Cyberkriminalität: Biometrische Daten zunehmend gefährdet durch Hacker-Attacken

Biometrische Daten laut Kaspersky vermehrt Cyberkriminalität ausgesetzt

Kaspersky warnt vor zunehmender Cyberkriminalität. Mehr als ein Drittel der Computer, die biometrische Daten wie Fingerabdrücke oder Iris-Scans verarbeiten, sind den Experten des russischen IT-Sicherheitsunternehmens zufolge Hacker-Attacken ausgesetzt. Die Hauptbedrohungsquelle sei dabei der Zugang zum Internet, der insbesondere für das Einschleusen von Malware wie Trojanern, schädlichem Phising-Code oder Ransomware ausgenutzt werde.

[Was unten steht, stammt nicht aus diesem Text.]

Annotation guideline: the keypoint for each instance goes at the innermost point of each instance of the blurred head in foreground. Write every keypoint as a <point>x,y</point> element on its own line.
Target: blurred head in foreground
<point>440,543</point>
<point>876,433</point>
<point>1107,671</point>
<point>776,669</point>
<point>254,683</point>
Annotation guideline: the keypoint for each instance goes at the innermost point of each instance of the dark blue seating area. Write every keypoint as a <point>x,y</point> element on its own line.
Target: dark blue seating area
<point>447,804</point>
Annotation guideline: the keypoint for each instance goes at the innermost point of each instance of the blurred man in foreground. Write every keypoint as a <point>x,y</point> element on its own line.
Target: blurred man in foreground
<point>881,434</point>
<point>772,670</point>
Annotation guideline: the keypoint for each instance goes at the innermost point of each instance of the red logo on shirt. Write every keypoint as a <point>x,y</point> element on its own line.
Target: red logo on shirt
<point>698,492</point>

Cyberattacken mit generischer Malware

37 Prozent der durch Kaspersky-Software geschützten Computer, Server oder Workstations, auf denen biometrische Daten erfasst, verarbeitet und
gespeichert werden, waren dem Unternehmen zufolge im dritten Quartal 2019 mindestens einem Malware-Infektionsversuch ausgesetzt, wie der Report „Threats for biometric dataprocessing and storage systems” des Kaspersky ICS CERT zeigt.

Biometrische Daten wie Fingerabdrücke, Handgeometrie oder Irisstruktur sind nicht ohne Grund zunehmend Ziel von Cyberattacken: Als Ergänzung oder Ersatz von traditionellen Logins zur Authentifizierung werden Biometrie-Daten unter anderem für den Zugriff auf Regierungs- und Handelsbüros, industrielle Automatisierungssysteme, Unternehmens- und Privat-Laptops sowie Smartphones verwendet.

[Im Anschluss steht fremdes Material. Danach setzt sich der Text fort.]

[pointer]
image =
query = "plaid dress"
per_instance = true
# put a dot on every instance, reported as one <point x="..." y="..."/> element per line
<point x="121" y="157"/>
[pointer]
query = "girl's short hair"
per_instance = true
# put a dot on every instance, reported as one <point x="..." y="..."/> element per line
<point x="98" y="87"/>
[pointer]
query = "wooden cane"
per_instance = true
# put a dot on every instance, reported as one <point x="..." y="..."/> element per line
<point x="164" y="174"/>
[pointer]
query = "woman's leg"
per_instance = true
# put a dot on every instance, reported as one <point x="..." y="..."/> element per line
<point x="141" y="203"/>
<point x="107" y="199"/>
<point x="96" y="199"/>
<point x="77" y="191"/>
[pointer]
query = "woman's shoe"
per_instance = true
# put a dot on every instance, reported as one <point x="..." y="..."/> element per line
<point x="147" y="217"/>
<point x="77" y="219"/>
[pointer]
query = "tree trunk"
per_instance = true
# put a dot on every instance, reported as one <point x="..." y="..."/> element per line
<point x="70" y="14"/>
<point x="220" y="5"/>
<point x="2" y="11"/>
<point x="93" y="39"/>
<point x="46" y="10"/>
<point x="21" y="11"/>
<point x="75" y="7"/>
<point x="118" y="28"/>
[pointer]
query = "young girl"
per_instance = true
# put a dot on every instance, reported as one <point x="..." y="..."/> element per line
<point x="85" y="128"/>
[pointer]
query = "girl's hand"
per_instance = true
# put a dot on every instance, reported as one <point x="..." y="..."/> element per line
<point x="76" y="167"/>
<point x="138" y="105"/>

Mehr als ein Drittel der Computer bedroht

Die Kaspersky-Analyse der Bedrohungsquellen für biometrische Datenverarbeitungs- und -speichersysteme ergab, dass

•    14,4 Prozent der Bedrohungen aus dem Internet kamen, dazu gehören
bösartige sowie Phishing-Webseiten und web-basierte E-Mail-Dienste;
•    Wechselmedien (8 Prozent) am häufigsten dazu verwendet werden, um
Würmer zu verbreiten, die üblicherweise Spyware, RATs oder Ransomware
nachladen;
•    6,1 Prozent der Bedrohungen aus E-Mail-Clients stammen. In den
meisten Fällen handelte es sich hierbei um typische Phishing-Mails, die
Links zu bösartigen Webseiten oder schädliche Anhänge enthielten;
•    in 1,6 Prozent der Fälle Netzwerk-Ordner die Bedrohungsquellen waren.

Kaspersky-Empfehlungen zum Schutz vor Cyberkriminalität

  1. Das Risiko einer Exposition biometrischer Systeme gegenüber dem
    Internet und internetbezogenen Bedrohungen kann minimiert werden, indem
    sie Teil einer Air-Gap-Infrastruktur sind. Cybersicherheit sollte zudem
    bei der Konzeption und Implementierung neuer Systeme oberste Priorität
    haben.
  2. Für die Infrastruktur, die biometrische Systeme enthält, sollten
    dieselben Cybersicherheitsanforderungen gelten, wie für andere Systeme
    auch; dazu gehören:

    1. eine Schulung des Personals zur Abwehr möglicher Cyberkriminalität,
    2. umfassende Cybersicherheitskontrollen,
    3. ein hochqualifiziertes Team, das die Sicherheit der Infrastruktur
      überwacht,
    4. regelmäßige Sicherheitsüberprüfungen, um mögliche Sicherheitslücken
      zu identifizieren und zu beseitigen,
    5. stets aktuelle Bedrohungsinformationen, mit denen das
      Cybersicherheitsteam arbeiten kann.